State officials plan to hold a hearing Friday on a whistleblower complaint by the former chief financial officer of the Orange County Fairgrounds, who was fired after more than a year of job uncertainty after questioning higher-ups about the agency’s finances.

The informal State Personnel Board hearing is scheduled to be held in Rancho Cucamonga, more than a year after Carleton was put on paid administrative leave by then-fairgrounds CEO Kathy Kramer. 

In previous interviews with Voice of OC, Carleton said he was suspended in December 2018 after resisting orders by Kramer to try to recoup possibly illegal severance payments from a fired employee.
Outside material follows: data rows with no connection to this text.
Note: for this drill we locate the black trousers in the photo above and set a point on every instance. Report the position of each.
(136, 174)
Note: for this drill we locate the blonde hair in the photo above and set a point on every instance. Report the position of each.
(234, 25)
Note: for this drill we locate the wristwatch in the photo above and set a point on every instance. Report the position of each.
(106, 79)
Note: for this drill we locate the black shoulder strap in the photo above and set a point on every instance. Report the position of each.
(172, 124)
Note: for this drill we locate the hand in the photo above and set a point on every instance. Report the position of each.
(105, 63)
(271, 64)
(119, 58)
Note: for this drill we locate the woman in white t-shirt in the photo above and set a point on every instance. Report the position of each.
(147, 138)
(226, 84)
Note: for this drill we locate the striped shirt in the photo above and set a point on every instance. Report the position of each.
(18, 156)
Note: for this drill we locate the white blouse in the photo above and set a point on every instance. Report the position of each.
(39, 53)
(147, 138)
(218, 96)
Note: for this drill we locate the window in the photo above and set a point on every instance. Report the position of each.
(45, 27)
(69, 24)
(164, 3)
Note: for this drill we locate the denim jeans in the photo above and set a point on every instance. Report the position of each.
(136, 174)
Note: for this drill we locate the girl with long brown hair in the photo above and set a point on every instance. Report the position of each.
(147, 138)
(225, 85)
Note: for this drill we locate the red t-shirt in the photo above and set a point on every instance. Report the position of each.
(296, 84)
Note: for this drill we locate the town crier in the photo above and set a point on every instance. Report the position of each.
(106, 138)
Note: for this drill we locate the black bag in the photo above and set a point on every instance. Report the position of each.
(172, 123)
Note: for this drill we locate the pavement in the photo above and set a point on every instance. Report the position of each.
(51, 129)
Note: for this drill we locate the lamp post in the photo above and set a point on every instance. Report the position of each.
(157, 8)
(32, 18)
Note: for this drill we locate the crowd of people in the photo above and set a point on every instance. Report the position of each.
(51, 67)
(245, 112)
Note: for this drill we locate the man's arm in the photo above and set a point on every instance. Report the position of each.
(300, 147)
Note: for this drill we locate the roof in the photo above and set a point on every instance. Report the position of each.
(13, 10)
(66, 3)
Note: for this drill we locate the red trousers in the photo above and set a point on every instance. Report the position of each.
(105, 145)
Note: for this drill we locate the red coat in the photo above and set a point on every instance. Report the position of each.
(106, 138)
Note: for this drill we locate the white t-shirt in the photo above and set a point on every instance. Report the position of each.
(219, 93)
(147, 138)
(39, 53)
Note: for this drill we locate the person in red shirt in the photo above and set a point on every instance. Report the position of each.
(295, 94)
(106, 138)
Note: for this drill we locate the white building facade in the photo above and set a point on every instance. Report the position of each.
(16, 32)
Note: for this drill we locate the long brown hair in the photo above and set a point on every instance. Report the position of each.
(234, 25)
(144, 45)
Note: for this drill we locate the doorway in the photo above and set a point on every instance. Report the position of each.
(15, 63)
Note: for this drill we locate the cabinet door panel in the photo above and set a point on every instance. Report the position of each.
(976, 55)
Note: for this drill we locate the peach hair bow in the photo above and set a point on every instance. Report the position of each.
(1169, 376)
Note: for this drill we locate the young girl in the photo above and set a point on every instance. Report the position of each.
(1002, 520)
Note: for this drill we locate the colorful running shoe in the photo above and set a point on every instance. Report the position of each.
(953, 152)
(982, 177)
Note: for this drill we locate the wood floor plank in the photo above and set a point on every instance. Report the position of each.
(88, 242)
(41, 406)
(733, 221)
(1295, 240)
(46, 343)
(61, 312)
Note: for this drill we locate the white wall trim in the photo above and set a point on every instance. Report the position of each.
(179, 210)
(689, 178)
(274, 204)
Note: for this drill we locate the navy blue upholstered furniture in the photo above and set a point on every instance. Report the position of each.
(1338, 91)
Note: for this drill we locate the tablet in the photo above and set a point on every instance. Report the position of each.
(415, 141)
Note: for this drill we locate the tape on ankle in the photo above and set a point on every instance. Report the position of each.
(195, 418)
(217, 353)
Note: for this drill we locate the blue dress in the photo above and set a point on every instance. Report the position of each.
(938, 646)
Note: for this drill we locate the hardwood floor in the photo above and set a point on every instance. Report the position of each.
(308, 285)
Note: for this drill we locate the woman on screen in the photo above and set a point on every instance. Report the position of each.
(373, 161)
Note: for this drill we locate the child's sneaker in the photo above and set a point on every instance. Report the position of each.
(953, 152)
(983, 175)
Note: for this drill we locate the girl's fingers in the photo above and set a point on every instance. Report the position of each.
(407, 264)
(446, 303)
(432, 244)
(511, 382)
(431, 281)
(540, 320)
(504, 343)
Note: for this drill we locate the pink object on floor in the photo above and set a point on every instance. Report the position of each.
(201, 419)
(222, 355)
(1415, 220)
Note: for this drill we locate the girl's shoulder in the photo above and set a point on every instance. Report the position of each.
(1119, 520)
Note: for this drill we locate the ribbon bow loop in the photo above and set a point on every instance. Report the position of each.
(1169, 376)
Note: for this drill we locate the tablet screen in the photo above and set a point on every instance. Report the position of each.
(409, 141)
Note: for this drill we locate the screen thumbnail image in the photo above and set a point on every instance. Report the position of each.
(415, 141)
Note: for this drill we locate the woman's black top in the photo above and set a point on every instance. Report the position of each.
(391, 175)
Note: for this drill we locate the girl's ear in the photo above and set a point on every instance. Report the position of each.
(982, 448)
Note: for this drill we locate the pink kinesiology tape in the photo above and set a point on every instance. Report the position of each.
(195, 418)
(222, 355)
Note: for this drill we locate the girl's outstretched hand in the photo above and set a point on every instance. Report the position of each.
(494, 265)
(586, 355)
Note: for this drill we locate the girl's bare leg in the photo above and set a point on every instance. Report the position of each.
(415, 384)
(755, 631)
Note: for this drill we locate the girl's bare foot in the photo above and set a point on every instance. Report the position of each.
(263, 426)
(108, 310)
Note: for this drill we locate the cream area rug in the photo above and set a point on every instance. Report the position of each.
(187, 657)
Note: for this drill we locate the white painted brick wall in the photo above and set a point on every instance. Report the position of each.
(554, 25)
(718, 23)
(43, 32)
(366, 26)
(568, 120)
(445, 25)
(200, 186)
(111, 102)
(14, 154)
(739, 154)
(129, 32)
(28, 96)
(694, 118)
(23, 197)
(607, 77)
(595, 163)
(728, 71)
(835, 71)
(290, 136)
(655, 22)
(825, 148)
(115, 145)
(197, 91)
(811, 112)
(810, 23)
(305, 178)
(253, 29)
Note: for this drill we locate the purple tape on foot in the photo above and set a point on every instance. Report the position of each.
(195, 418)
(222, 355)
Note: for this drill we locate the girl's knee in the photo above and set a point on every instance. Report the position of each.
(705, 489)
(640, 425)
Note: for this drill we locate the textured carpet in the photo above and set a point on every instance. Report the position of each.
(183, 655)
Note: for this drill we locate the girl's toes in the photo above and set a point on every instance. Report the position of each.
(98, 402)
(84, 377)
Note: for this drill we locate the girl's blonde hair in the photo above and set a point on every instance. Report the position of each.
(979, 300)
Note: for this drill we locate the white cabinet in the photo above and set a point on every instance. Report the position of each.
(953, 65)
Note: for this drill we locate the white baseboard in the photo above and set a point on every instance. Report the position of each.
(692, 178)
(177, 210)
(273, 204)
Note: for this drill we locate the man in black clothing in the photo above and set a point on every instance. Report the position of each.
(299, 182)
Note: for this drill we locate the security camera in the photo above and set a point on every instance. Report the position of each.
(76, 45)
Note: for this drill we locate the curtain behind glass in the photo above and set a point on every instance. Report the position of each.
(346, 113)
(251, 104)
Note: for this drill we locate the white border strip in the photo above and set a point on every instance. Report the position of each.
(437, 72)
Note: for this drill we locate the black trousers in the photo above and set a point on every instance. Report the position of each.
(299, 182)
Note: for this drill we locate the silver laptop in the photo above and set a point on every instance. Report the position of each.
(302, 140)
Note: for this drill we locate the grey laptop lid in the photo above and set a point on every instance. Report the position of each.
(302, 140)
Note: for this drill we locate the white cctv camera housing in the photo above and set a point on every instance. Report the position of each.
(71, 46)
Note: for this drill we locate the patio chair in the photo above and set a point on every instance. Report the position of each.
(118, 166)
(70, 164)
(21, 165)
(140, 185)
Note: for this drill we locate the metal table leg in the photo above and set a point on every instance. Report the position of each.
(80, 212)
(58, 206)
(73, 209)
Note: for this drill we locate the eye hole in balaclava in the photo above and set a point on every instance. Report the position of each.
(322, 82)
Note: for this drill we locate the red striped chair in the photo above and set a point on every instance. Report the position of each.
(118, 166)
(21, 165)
Carleton said he resisted because he wanted to first consult the legal opinion of state human resources attorneys. 

The fair’s communications director declined to comment on the upcoming hearing when asked last month about it. “We cannot comment on personnel matters,” Terry Moore said.

The personnel board accepts relatively few whistleblower retaliation complaints, compared to how many they receive, according to data from the board’s most recent report published online. 

In 2018, the most recent year with available data, only 10 whistleblower retaliation complaints were accepted out of 39 received.

And in 2017, 49 complaints were received and seven were accepted.

Leading up to Carleton’s ouster, Kramer was under scrutiny for a 2016 state audit that was critical of the severance payment, which totalled about $75,000 in compensation over an eight month period in which the payee didn’t work at the fairgrounds.

Fair officials also hired a private investigator to look into Carleton at the time. Those findings, if any, have not been publicly disclosed and fair officials have declined to discuss it, citing personnel matters.

Since then, Carleton and his attorney have frequently appeared at public Fair Board meetings advocating for a resolution to his situation. 

At the Fair Board’s Feb. 27 meeting, Carleton announced during public comments that he received a termination letter on Feb. 19 from the agency. That letter, he said, was signed by Kramer’s replacement as CEO, Michele Richards.

“The fair has spent over $200,000 and over one year investigating me, and has never told me specifically why they put me on administrative time off,” Carleton told Voice of OC in a phone interview last month. “That former CEO Kramer has been dismissed speaks volumes about the case.”

In October of last year, the Fair Board voted to fire Kramer in closed session, following years of questions over Kramer’s leadership and a Voice of OC report that she sat on the fundraising board of a private religious university the fair was giving money to. She had also accepted a new CEO position for a fair in Yakima, Washington.

Kramer did not respond to Voice of OC’s requests for comment at the time, but recently told the Yakima Herald that she’s going to sue the OC Fair over her firing and said her ouster was in retaliation for cooperating with an investigation that she said led two board members to resign in 2018.

As the top financial officer, Carleton said he worked to “protect the state’s assets.” 

“I have done nothing wrong,” he added.